LISTSERV 16.5 - XROOTD-L Archives

Subscriber's Corner
Email Lists
XROOTD-L Archives

XROOTD-L@LISTSERV.SLAC.STANFORD.EDU

View:

Message:
[
First
Last
]
By Topic:
[
First
Last
]
By Author:
[
First
Last
]
Font:
Proportional Font
		LISTSERV Archives
		XROOTD-L Home
		XROOTD-L September 2004
Subject:
Re: xrootd/data management use cases from last year's Lyon workshop
From:
Peter Elmer <[log in to unmask]>
Date:
10 Sep 2004 13:59:41 +0200Fri, 10 Sep 2004 13:59:41 +0200
Content-Type:
text/plain
Parts/Attachments:
text/plain (368 lines)
  Hi Artem,

On Thu, Sep 09, 2004 at 05:48:47PM -0700, Artem Trunov wrote:
> > > Admin should be able to turn on debugging remotely, i.e via a call to the
> > >   server.
> >
> >   Since the server can be restarted easily without crashing the clients,
> > the server could also be restarted with extra options in the config file.
> > I don't feel strongly that this has to be possible via the adminstrative
> > interface and don't even know how easy it would be to add this.
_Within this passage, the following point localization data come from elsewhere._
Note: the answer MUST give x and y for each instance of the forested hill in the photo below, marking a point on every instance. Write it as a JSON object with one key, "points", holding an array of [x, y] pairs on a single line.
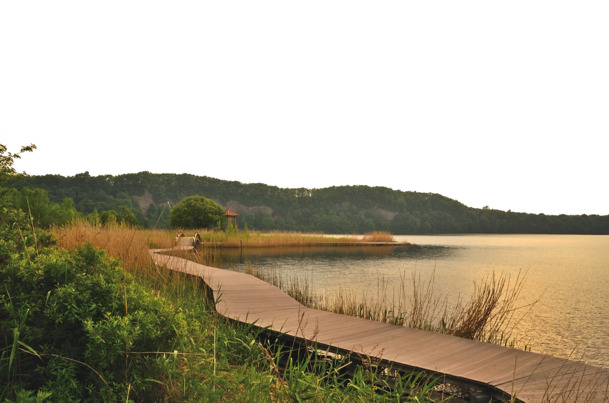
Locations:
{"points": [[344, 209]]}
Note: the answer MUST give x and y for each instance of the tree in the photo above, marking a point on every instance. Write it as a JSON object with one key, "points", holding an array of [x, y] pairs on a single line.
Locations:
{"points": [[196, 212], [6, 161]]}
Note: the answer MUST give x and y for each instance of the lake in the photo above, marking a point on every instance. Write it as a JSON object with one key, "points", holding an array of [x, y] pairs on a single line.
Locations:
{"points": [[567, 274]]}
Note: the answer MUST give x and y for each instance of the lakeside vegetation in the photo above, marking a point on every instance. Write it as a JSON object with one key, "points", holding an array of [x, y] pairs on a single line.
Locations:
{"points": [[144, 199], [86, 316]]}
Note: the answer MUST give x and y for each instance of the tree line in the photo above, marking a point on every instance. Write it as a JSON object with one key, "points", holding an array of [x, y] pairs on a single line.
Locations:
{"points": [[145, 199]]}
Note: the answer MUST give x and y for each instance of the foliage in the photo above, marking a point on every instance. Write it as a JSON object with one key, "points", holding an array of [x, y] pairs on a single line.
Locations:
{"points": [[344, 209], [196, 212], [7, 160], [76, 325]]}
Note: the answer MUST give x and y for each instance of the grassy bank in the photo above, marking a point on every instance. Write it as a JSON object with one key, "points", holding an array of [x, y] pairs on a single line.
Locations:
{"points": [[207, 358]]}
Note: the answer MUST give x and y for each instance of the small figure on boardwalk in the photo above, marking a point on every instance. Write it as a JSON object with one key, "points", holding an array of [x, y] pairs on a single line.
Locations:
{"points": [[196, 240], [177, 238]]}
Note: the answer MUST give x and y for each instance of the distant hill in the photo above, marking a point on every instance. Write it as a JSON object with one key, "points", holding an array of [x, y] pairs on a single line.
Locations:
{"points": [[341, 209]]}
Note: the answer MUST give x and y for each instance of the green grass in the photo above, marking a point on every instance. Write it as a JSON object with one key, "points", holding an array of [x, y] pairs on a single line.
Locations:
{"points": [[221, 361]]}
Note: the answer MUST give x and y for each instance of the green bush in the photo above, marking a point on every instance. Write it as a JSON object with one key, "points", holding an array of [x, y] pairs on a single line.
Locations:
{"points": [[74, 324]]}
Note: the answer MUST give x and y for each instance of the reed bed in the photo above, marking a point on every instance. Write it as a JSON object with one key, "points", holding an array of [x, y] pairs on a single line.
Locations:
{"points": [[378, 236], [245, 239], [227, 362], [490, 314]]}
Andy?
> 
> Config files are tailor controled, which means you have to run tailor or
> wait for tailor scheduled run to update the config, and then restart.
> Seems like a hassle otherwise drop this use case.

  [Note for non-slac people: tailor/taylor is a slac-custom system for 
distributing config files and software to machines they maintain.]
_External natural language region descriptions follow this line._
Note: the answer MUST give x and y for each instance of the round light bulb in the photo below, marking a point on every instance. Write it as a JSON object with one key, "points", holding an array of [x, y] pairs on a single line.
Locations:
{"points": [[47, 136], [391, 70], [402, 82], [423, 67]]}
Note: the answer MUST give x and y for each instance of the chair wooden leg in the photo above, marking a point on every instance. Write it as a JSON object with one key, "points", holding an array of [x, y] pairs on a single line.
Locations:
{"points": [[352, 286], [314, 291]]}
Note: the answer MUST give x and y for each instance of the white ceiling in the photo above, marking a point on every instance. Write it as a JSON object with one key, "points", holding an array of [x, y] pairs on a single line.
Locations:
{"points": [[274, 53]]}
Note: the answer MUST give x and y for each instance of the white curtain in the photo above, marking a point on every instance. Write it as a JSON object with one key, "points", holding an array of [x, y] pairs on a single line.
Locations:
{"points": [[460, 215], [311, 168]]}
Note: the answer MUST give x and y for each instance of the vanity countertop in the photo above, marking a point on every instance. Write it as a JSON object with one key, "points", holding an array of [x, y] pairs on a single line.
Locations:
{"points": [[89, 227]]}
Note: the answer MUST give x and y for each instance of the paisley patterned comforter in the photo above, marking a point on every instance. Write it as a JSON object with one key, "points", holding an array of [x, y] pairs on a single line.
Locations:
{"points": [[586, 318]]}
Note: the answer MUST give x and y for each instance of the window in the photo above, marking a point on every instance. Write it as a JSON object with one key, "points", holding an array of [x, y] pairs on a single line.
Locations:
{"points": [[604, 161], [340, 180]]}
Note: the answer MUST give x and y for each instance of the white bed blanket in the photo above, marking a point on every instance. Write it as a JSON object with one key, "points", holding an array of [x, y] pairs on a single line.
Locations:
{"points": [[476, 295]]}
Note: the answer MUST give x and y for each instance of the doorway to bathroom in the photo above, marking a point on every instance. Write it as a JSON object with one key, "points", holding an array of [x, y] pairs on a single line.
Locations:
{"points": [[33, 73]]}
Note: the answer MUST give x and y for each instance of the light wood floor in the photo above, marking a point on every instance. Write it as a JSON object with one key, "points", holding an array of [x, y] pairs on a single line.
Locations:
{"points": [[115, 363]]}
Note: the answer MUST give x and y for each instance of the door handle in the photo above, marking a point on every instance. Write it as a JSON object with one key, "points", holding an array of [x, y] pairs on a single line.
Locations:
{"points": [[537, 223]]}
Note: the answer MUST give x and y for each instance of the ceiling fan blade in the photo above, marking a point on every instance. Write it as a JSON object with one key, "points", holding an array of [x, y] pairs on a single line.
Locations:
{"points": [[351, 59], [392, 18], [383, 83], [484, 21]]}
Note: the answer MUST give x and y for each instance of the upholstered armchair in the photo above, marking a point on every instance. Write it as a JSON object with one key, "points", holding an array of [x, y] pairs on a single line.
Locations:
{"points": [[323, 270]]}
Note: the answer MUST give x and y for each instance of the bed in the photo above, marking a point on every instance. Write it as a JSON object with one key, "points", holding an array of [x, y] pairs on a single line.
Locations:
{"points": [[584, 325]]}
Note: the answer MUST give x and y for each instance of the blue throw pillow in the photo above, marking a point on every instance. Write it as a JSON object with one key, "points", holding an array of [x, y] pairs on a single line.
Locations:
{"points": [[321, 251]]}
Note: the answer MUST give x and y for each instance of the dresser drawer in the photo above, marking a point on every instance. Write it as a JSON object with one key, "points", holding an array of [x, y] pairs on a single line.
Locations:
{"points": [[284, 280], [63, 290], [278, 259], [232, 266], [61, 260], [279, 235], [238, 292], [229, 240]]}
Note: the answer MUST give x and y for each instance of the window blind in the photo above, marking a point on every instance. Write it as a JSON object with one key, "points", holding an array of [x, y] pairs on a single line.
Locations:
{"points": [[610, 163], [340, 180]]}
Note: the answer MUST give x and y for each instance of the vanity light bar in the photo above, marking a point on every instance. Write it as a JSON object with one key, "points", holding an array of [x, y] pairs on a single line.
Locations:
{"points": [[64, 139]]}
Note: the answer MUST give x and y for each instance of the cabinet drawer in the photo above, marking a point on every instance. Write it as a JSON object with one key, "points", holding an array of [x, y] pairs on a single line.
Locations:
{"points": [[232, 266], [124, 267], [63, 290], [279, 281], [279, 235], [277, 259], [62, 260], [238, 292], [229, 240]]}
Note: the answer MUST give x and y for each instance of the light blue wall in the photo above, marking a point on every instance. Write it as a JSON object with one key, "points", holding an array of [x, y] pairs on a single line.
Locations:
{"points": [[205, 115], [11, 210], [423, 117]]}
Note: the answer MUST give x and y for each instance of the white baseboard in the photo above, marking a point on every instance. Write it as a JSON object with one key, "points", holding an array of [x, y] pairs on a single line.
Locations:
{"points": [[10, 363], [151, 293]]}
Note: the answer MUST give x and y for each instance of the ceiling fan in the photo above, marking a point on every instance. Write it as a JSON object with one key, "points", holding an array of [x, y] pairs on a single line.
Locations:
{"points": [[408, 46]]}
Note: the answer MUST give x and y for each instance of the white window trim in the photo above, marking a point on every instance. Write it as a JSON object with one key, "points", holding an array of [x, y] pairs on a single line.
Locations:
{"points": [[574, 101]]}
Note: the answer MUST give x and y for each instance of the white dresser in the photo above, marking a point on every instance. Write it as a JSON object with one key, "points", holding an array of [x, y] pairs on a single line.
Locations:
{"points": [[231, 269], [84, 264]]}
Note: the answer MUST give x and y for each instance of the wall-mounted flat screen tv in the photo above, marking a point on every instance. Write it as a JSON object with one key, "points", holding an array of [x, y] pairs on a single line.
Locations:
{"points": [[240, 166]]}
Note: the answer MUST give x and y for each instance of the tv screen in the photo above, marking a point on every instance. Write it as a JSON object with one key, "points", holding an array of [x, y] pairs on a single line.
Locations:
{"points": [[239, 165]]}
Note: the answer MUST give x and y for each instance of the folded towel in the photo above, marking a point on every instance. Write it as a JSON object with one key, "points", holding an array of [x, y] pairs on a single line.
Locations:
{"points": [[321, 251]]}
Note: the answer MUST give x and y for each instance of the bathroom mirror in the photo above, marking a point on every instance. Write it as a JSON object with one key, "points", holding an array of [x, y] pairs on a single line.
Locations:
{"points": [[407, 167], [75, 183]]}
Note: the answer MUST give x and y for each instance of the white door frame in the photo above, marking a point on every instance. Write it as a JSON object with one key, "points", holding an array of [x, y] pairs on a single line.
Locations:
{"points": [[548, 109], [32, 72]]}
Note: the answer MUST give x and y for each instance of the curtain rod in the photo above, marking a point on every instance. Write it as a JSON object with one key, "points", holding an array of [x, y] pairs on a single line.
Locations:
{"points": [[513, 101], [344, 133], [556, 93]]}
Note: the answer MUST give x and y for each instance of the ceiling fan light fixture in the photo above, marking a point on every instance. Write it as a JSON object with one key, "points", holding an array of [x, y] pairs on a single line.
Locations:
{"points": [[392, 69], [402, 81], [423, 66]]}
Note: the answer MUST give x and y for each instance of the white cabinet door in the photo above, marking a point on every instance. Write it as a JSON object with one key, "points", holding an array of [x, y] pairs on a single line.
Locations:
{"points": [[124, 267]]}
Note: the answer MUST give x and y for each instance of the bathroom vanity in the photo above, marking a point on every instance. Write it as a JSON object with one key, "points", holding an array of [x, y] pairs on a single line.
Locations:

  I don't feel strongly about it. Andy should comment, though. I can perhaps
see that being able to turn on debugging in-situ without restarting the
server might have some value in some particular (theoretical) situation where 
the server has begun to behave strangely.

> > > Admin should be able to read server's log file(s) remotely, via a call. Log
> > >   files include main log file, error messages, trace output, pid file.
> >
> >   IIRC, in the original discussion we had about this some of use felt that
> > this would be useful, but overkill, since other tools could be used.
> 
> I think overkill is to use 'ssh' and 'more' to examine up to 48 logs files
> on 40 hosts. (48 is xrootd, olb, mlog, plog, slog, Slog x 8).
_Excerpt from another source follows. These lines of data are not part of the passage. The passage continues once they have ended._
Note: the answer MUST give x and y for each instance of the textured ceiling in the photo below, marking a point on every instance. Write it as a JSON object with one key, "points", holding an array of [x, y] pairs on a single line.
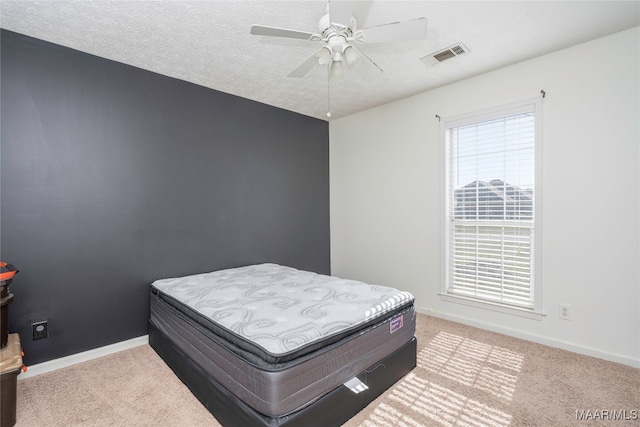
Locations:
{"points": [[208, 42]]}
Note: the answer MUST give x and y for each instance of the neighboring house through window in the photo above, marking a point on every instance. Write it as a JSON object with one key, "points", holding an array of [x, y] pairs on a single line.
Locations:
{"points": [[492, 202]]}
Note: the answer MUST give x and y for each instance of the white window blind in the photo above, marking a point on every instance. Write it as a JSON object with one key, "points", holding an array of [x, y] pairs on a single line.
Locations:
{"points": [[490, 207]]}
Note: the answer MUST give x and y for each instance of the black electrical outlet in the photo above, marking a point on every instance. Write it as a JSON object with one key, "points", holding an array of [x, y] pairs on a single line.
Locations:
{"points": [[40, 330]]}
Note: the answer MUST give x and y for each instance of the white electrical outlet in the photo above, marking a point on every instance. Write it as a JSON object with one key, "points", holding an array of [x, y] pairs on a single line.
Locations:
{"points": [[565, 312]]}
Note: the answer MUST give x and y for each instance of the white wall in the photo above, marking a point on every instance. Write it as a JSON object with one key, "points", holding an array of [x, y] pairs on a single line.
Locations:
{"points": [[386, 178]]}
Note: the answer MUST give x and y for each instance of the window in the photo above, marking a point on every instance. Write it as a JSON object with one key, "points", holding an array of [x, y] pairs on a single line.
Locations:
{"points": [[492, 211]]}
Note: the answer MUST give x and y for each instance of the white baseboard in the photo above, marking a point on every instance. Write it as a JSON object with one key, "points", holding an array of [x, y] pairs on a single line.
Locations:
{"points": [[64, 362], [534, 338]]}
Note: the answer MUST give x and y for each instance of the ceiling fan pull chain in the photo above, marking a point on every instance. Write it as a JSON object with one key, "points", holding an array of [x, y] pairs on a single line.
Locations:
{"points": [[328, 95]]}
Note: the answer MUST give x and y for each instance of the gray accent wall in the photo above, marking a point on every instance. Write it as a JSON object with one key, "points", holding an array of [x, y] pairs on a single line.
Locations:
{"points": [[113, 177]]}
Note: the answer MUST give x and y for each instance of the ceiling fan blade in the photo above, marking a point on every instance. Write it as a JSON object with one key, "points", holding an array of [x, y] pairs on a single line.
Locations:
{"points": [[261, 30], [396, 31], [367, 68], [307, 65], [340, 11]]}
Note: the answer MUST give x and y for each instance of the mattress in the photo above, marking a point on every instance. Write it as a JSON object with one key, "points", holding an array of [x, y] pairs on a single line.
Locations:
{"points": [[280, 338]]}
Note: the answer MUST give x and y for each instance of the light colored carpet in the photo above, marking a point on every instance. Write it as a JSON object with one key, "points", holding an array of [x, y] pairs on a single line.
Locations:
{"points": [[465, 377]]}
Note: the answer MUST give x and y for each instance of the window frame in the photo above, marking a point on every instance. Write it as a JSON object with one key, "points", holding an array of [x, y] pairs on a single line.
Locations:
{"points": [[530, 105]]}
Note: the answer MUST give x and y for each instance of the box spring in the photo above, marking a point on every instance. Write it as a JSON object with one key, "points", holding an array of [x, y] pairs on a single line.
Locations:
{"points": [[331, 410], [279, 389]]}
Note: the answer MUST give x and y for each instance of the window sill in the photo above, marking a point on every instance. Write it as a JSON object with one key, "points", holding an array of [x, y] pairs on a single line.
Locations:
{"points": [[515, 311]]}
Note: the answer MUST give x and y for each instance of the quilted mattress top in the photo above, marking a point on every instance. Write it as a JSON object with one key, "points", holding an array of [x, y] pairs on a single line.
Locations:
{"points": [[282, 309]]}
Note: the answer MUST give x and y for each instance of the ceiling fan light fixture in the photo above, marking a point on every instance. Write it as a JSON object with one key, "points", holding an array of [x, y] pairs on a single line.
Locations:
{"points": [[352, 58], [324, 56], [336, 70]]}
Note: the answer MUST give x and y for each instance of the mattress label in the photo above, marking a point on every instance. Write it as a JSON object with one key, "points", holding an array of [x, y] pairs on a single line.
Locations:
{"points": [[396, 323]]}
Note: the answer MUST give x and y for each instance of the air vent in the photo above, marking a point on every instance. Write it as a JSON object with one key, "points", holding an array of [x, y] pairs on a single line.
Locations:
{"points": [[443, 55]]}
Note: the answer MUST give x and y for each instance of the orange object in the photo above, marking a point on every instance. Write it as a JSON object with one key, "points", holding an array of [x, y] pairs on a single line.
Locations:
{"points": [[7, 271]]}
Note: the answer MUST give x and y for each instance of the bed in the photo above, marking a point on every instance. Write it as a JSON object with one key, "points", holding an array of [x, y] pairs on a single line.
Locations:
{"points": [[270, 345]]}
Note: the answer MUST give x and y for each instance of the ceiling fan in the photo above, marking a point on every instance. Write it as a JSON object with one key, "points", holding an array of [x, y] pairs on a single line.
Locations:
{"points": [[338, 29]]}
  [Note for non-slac people: the mlog/plog/slog/Slog files are all (I think)
associated with the staging system at SLAC and not the xrootd/olbd itself.]

  A couple of things to note:

   o the xrootd system will likely _never_ have access to the staging log
     files (mlog/plog/slog/Slog) so you'll probably have to face this 
     problem in any case. 

   o The adminstrative interface will connect to the xrootd (and not the
     olbd). I don't know if the olbd protocol would support providing _its_
     log file to xrootd, etc. etc.

  The whole thing starts to get rather ugly. In the end you will always have
some other log file (Ganglia?) that you want to look at which is on the
data server itself. This is a general problem so there must be some tool out 
there to harvest or display log files like this. If not presumably one can 
probably make something simple as you have undoubtedly already done.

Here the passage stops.